Juniper Public

> From: Marcin Jaczewski <marcinjaczewski86@gmail.com <mailto:marcinjaczewski86@gmail.com>>

> Date: Friday, October 20, 2023 at 1:18 PM

> 

> > I'd argue that would be less confusing for programmers, faster for preprocessing stage, and less error-prone than trying to convert formats using macros.

 

> Is preprocessor stage a bottleneck in compilation aside from

> `#include`? Overall most cost will be similar to `_X` as needed to do

> the same work.

 

I was thinking more about all the little string-literals for every substring, that would be created for each f/x-string. Both for the preprocessor and then concatenation right afterwards.

 

But of course I have no data to back up any claim of performance differences, since this proposal is not implemented. I do know that some people complain about preprocessing performance in general in public forums, but I don’t know what they're doing/details. They could be very wrong. It just makes me cautious of preprocessing perf, is all. But maybe I'm overthinking it.

 

Anecdotally: in our own build times the preprocessing time is not trivial, but I do _not_ know which parts of its internals are consuming time vs. others. Regardless, it's still all small potatoes relative to everything else (especially template instantiation) - but at my work we just happen to use distcc in non-pump-mode, so preprocessing is more noticeable because it happens locally vs. everything else which happens in parallel on distcc server farms.

 

 

> And even if C would add new print family then not everybody could use

> this new C function like freestanding,

> or already compiled third party libraries that will not be updated but

> use `%` like formats.

 

I get it, but it just feels wrong to do it that way to me, personally.

 

Like even if we wanted to support printf's format (or WG14 did), I would think it would be better to just create a new builtin operator to do that, rather than use a combination of a builtin and macro tricks to solve it.

 

It would generate better error messages, be less brittle, and be more efficient (even if efficiency doesn't matter).
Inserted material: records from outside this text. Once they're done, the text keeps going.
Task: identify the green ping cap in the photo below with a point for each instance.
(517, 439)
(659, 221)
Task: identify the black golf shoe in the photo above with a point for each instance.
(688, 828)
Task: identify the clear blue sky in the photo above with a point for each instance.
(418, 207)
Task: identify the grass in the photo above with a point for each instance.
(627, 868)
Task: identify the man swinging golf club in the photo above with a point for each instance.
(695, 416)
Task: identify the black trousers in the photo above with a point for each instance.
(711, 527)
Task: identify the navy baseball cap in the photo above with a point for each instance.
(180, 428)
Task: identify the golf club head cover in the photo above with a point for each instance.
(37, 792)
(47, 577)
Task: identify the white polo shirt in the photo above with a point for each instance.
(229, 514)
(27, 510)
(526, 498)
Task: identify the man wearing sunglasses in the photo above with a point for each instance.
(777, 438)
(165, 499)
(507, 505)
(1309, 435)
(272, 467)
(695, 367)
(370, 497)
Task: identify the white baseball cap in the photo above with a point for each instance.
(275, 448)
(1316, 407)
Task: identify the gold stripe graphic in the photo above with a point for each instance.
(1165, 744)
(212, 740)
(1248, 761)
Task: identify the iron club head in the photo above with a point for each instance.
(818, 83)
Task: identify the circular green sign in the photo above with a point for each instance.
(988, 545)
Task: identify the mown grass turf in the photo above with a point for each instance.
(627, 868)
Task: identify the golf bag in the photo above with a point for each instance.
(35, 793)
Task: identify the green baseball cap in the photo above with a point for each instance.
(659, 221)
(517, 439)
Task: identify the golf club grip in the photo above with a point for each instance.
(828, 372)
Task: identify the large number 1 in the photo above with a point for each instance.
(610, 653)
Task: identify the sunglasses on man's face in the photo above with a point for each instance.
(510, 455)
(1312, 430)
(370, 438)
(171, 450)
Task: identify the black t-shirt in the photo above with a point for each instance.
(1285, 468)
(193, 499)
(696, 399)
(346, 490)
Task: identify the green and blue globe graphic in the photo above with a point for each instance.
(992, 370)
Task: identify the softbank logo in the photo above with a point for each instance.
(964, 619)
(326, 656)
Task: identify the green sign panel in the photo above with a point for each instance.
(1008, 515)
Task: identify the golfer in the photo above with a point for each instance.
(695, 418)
No?

 

 

---

 

For example, suppose we created a `P""` p-string-literal type, which is like an X"" except it converts to a %-based format for use in printf() and such.

 

And we specify the preprocessor takes that p-string-literal and invokes a _Pstring() macro with it. (shown below)

 

And we create a _XtoPstring() operator that is variadic, and which converts its first argument from a format-string string-literal to %-based format.

 

And "_Xtract()" is the name of the builtin we were previously calling "_Xstring()", that takes the interpolation-format string and extracts it into separate tokens.

 

 

So we’d do this:

 

    #define _Pstring(...) _XtoPstring( _Xtract( _Concat( __VA_ARGS__ ) ) )

 

Usage:

 

    printf(P"name={name:s} value={i:d}");

 

 

And the processing steps:

 

1. => printf( _Pstring( _XtoPstring( _Xtract( _Concat( P"name={name:s} value={i:d}" ) ) ) ) )

 

2. => printf( _Pstring( _XtoPstring( _Xtract( P"name={name:s} value={i:d}" ) ) ) )

 

3. => printf( _Pstring( _XtoPstring( "name={:s} value={:d}", name, i ) ) )

 

4. => printf( _Pstring( "name=%s value=%d", name, i ) )

 

5. => printf("name=%s value=%d", name, i);

 

 

Meanwhile these would be the ones for x-string and f-string in C++:

 

    #define _Xstring(...) _Xtract( _Concat( __VA_ARGS__ ) )

    #define _Fstring(...) ::std::format( _Xstring( __VA_ARGS__ ) )

 

 

-hadriel